Jerusalems Bürgermeister Nir Barkat twitterte, Gewerbebauten seien unabhängig vom Eigentümer nicht von der Gemeindesteuer befreit. Deshalb beliefen sich die Schulden von kommerziellen Einrichtungen, die im Besitz der Kirchen sind, auf umgerechnet 150 Millionen Euro (650 Millionen Schekel). Am Montag sagte er Medienberichten zufolge, die Kirchen könnten ja vor Gericht ziehen.

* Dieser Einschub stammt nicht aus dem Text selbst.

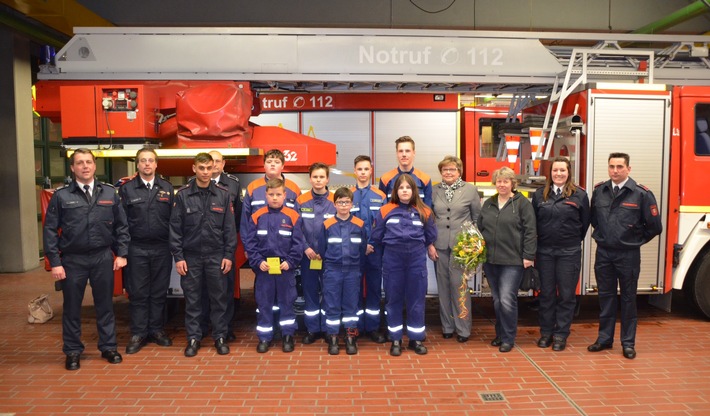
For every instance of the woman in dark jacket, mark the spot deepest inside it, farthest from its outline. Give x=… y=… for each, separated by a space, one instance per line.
x=562 y=212
x=507 y=222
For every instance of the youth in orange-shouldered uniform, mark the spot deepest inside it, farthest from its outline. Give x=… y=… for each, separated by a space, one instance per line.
x=406 y=229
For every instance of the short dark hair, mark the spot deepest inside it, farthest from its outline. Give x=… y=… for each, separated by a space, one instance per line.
x=275 y=183
x=319 y=165
x=146 y=149
x=343 y=192
x=275 y=153
x=618 y=155
x=404 y=139
x=83 y=151
x=362 y=158
x=202 y=157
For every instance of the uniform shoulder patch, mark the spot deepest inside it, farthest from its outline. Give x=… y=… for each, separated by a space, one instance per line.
x=378 y=192
x=357 y=221
x=388 y=176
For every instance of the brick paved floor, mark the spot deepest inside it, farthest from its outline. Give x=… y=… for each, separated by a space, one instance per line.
x=670 y=376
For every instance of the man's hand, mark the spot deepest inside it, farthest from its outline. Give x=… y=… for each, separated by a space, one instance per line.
x=58 y=273
x=181 y=267
x=226 y=266
x=119 y=263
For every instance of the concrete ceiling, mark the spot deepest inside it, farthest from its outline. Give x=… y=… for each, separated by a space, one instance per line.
x=605 y=16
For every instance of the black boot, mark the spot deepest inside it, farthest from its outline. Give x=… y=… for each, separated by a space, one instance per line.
x=333 y=345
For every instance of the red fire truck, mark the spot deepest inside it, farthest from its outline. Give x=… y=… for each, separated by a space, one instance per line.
x=656 y=116
x=665 y=130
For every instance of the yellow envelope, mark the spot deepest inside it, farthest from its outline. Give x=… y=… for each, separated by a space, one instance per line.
x=274 y=265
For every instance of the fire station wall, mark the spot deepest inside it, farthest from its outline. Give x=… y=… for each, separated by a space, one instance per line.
x=18 y=219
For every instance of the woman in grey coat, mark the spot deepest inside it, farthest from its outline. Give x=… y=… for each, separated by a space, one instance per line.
x=454 y=201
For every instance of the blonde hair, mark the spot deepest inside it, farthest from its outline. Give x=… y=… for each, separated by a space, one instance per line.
x=448 y=160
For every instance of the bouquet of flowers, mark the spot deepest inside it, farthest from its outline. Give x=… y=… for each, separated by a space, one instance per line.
x=469 y=253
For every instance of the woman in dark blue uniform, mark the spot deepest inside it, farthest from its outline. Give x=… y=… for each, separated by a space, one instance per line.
x=405 y=228
x=562 y=213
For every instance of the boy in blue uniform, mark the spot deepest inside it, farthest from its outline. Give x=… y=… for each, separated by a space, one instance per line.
x=315 y=207
x=342 y=242
x=255 y=198
x=274 y=242
x=367 y=201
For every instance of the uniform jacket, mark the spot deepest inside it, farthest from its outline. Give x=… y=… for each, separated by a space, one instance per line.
x=422 y=180
x=314 y=209
x=232 y=184
x=342 y=243
x=202 y=225
x=367 y=202
x=510 y=233
x=255 y=196
x=562 y=222
x=627 y=221
x=148 y=212
x=399 y=227
x=465 y=205
x=85 y=226
x=273 y=232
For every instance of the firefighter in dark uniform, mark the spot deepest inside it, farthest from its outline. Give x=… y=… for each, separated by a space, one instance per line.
x=93 y=228
x=625 y=216
x=231 y=183
x=147 y=200
x=202 y=240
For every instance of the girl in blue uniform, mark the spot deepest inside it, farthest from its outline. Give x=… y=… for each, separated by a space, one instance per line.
x=405 y=228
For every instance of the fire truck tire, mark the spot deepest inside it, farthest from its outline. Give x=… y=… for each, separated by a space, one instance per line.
x=697 y=289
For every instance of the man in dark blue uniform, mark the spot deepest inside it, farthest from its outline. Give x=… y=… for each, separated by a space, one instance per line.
x=202 y=240
x=231 y=183
x=147 y=200
x=625 y=216
x=92 y=224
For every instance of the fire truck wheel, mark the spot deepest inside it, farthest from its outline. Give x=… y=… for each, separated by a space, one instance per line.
x=698 y=288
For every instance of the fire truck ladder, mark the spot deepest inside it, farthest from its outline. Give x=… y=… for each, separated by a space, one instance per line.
x=584 y=65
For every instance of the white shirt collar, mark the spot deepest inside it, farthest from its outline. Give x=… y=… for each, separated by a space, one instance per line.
x=620 y=185
x=91 y=186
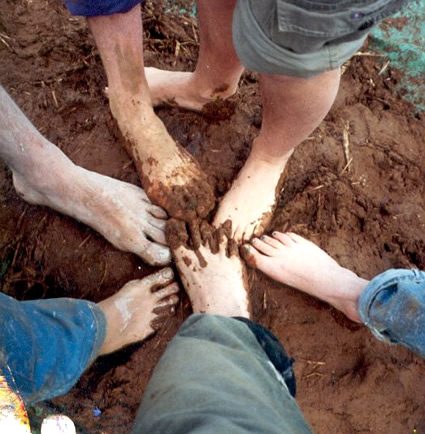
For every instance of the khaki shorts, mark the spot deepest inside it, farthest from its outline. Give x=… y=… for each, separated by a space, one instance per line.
x=303 y=38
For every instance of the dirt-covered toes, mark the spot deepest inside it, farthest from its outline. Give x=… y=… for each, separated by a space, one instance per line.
x=210 y=268
x=297 y=262
x=138 y=309
x=183 y=89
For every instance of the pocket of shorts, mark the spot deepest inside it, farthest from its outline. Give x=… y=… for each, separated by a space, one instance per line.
x=332 y=19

Einige Christen in Jerusalem zeigen Verständnis für die Schließung der Grabeskirche. „Es geht darum, ein Zeichen zu setzen. Wir müssen die Welt wachrütteln, dass Jerusalem bei Weitem kein Paradies für Christen ist, sondern die Zukunftssicherheit der Kirchen bröckelt“, findet der deutsche Mönch Nikodemus Schnabel von der Dormitio-Abtei.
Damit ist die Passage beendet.